Le sociologue Jean-Jacques Simard, participant aussi au supercolloque de l’UQAM, invite à distinguer entre image et symbole.
« L’image s’est la perception que les autres ont de nous. On peut améliorer ou corriger son image, comme l’a fait Hydro-Québec, bien mieux vue aujourd’hui qu’à l’heure de l’épidémie de pannes des années 1980.
« Si l’image dépend de la conjoncture, le symbole est plus profond, inscrit dans la structure même de son identité, individuelle ou collective. De par sa nature, le symbole rend visible ce qui ne l’est pas, compréhensible ce qui ne l’était pas. Ce n’est pas Hydro-Québec qui a choisi de devenir un symbole, mais les Québécois qui lui ont conféré ce statut.

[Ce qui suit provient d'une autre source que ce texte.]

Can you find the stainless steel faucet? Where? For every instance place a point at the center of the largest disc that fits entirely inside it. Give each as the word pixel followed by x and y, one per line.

« Deux raisons ont amené les Québécois à faire d’Hydro-Québec un symbole national. Tout d’abord, la nature même de l’électricité, qui relevait de la magie et du mystère. En plus d’être mystérieuse et magique, l’électricité était aux mains des Anglais, plus particulièrement de compagnies dénommées Powers, symbole donc de l’aliénation et de l’exploitation des francophones.

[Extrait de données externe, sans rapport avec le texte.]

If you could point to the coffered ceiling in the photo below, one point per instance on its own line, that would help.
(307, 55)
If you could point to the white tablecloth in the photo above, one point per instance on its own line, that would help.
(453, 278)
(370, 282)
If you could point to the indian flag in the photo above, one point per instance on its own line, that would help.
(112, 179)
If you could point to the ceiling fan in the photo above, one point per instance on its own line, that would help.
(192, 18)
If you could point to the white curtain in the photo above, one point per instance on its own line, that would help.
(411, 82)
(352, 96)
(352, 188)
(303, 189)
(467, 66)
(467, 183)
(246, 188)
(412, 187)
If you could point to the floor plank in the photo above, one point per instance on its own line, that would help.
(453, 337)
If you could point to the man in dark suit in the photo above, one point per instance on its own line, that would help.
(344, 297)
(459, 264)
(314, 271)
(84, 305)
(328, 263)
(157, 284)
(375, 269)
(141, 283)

« En maintenant l’électricité, surtout à partir de la Manic, conçue et réalisée par les leurs, des ouvriers aux ingénieurs, les Québécois entraient dans la modernité et devenaient même les Américains du Canada, lorsqu’ils construisaient la centrale du Churchill Falls pour le compte des Terre-Neuviens.
L’avenir
C’est le 14 avril 1944 qu’était sanctionnée la loi expropriant les compagnies privées de Montréal et les remplaçant par la Commission hydroélectrique de Québec, en abrégé, Hudro-Québec.
Hydro a démontré qu’elle savait faire et distribuer l’électricité. Faut-il produire plus ou consommer moins, favoriser le méga ou le mégawatt? La création d’emplois et les secteurs de pointe se sont-ils déplacés de la production à la conservation de l’énergie?
Comment s’approprier les ressources du Nord sans heurter les premiers habitants de ce territoire? Comment éviter de laver notre linge sale chez les étrangers comme Québécois et autochtones le font depuis une décennie?
Comment produire et distribuer de l’électricité au meilleur coût, tel que stipulé dans le mandat d’Hydro-Québec, quand le gouvernement du Québec siphonne, directement ou par le biais de taxes perverses, sa compagnie d’électricité? Le compte à rebours de la privatisation a-t-il sonné?
Posée ou pas posée, cette question nous hantera jusqu’à la fin du siècle électrique. Un destin inscrit dans l’insigne arboré par Hydro-Québec depuis 50 ans : d’un cercle évoquant le soleil jaillit un éclair d’énergie électrique, le tout formant la lettre Q du peuple québécois.
(Texte publié le 19 mars 1994)

Identité visuelle d’Hydro-Québec. Image libre de droits.